- Coat-of-arms of Upper Silesia (Cieszyn, etc).
- Born: c. 1340
- Died: 25 September 1391
- Noble family: Silesian Piasts
- Father: Casimir I, Duke of Cieszyn
- Mother: Euphemia of Warsaw

= Siemowit of Cieszyn =

Silesian nobleman (died 1391)

Siemowit of Cieszyn (Siemowit cieszyński) (c. 1340 – 25 September 1391) was a Polish prince, member of the Piast dynasty in the Cieszyn branch.

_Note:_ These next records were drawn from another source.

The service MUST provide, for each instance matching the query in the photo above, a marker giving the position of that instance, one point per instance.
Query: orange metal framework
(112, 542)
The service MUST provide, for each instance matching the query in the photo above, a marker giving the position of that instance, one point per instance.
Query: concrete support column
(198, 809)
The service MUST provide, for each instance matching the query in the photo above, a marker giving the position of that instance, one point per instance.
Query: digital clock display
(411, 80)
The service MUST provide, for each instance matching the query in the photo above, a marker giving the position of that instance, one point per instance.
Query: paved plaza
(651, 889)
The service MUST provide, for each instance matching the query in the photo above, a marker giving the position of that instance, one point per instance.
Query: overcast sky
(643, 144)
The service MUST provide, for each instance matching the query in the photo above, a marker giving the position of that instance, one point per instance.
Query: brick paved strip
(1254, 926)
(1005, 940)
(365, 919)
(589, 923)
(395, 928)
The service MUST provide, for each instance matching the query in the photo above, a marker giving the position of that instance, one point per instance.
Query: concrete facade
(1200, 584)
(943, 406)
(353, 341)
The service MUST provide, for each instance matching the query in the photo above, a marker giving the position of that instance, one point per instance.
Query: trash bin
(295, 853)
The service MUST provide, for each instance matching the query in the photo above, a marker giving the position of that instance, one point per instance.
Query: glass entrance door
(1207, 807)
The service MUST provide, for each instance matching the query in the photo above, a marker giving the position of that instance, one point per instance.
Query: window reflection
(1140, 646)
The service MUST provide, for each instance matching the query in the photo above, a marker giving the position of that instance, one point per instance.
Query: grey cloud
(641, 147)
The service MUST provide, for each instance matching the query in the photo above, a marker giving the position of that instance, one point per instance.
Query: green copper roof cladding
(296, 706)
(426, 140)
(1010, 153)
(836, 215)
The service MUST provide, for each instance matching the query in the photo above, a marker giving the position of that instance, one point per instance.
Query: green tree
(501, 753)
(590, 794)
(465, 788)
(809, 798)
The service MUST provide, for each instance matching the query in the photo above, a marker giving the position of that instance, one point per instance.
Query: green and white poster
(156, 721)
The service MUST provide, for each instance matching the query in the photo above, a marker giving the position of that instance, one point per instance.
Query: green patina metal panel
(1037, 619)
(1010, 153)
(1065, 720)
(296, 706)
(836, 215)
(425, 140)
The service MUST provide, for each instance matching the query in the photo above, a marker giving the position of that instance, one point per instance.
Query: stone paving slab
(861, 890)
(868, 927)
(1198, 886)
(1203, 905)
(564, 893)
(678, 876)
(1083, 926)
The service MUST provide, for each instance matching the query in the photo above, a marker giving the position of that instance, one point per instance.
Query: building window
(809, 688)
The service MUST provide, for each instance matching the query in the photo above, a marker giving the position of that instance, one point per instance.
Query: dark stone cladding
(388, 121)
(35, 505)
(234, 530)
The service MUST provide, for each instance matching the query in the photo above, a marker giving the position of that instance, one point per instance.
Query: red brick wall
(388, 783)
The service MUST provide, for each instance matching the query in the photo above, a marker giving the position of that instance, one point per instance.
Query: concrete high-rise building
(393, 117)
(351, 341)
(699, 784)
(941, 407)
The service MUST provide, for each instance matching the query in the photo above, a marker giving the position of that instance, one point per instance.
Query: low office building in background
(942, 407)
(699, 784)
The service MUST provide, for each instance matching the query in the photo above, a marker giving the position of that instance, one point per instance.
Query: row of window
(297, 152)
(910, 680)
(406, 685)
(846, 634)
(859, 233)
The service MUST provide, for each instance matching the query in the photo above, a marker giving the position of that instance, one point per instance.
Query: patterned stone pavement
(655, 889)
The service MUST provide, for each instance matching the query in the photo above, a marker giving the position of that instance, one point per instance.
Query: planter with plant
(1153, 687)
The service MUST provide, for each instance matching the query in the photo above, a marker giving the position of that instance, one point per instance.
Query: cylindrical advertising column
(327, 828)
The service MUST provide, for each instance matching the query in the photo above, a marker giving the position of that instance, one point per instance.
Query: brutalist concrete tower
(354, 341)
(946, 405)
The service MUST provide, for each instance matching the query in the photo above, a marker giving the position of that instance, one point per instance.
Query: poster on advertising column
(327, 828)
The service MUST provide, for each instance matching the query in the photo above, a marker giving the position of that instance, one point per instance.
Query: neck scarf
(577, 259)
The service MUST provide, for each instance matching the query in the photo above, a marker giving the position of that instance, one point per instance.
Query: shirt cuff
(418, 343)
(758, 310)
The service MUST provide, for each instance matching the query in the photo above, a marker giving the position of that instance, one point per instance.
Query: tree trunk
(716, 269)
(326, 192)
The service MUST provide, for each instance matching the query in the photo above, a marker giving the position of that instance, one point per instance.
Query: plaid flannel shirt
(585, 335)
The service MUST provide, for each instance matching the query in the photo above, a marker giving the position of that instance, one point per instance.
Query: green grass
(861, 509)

He was the son of Casimir I, Duke of Cieszyn, by his wife Euphemia, daughter of Duke Trojden I of Czersk-Warsaw.

==Life==
Like most of Casimir I's children, Siemowit was destined to the cleric since his early years, together with two of his sisters (Jolanta Helena and Elisabeth), and two of his brothers (Bolesław and Jan). The main reason for why Casimir I put three of his five sons to follow a church career was to prevent further division of the already small Duchy of Cieszyn between them after his death. In addition, the Duke of Cieszyn, as a loyal vassal of the Bohemian Kings, hoped to obtain the help of them in obtaining high ecclesiastical dignities for his sons.

As a Teutonic Knight, Siemowit was named komturem of Oleśnica Mała near Oława sometime before 1362 and prior of Poland, Bohemia, Austria, Moravia, Styria and Carinthia in 1372. He was Governor and Treasurer of the Order in Germany since 1384.

Siemowit's place of burial is unknown.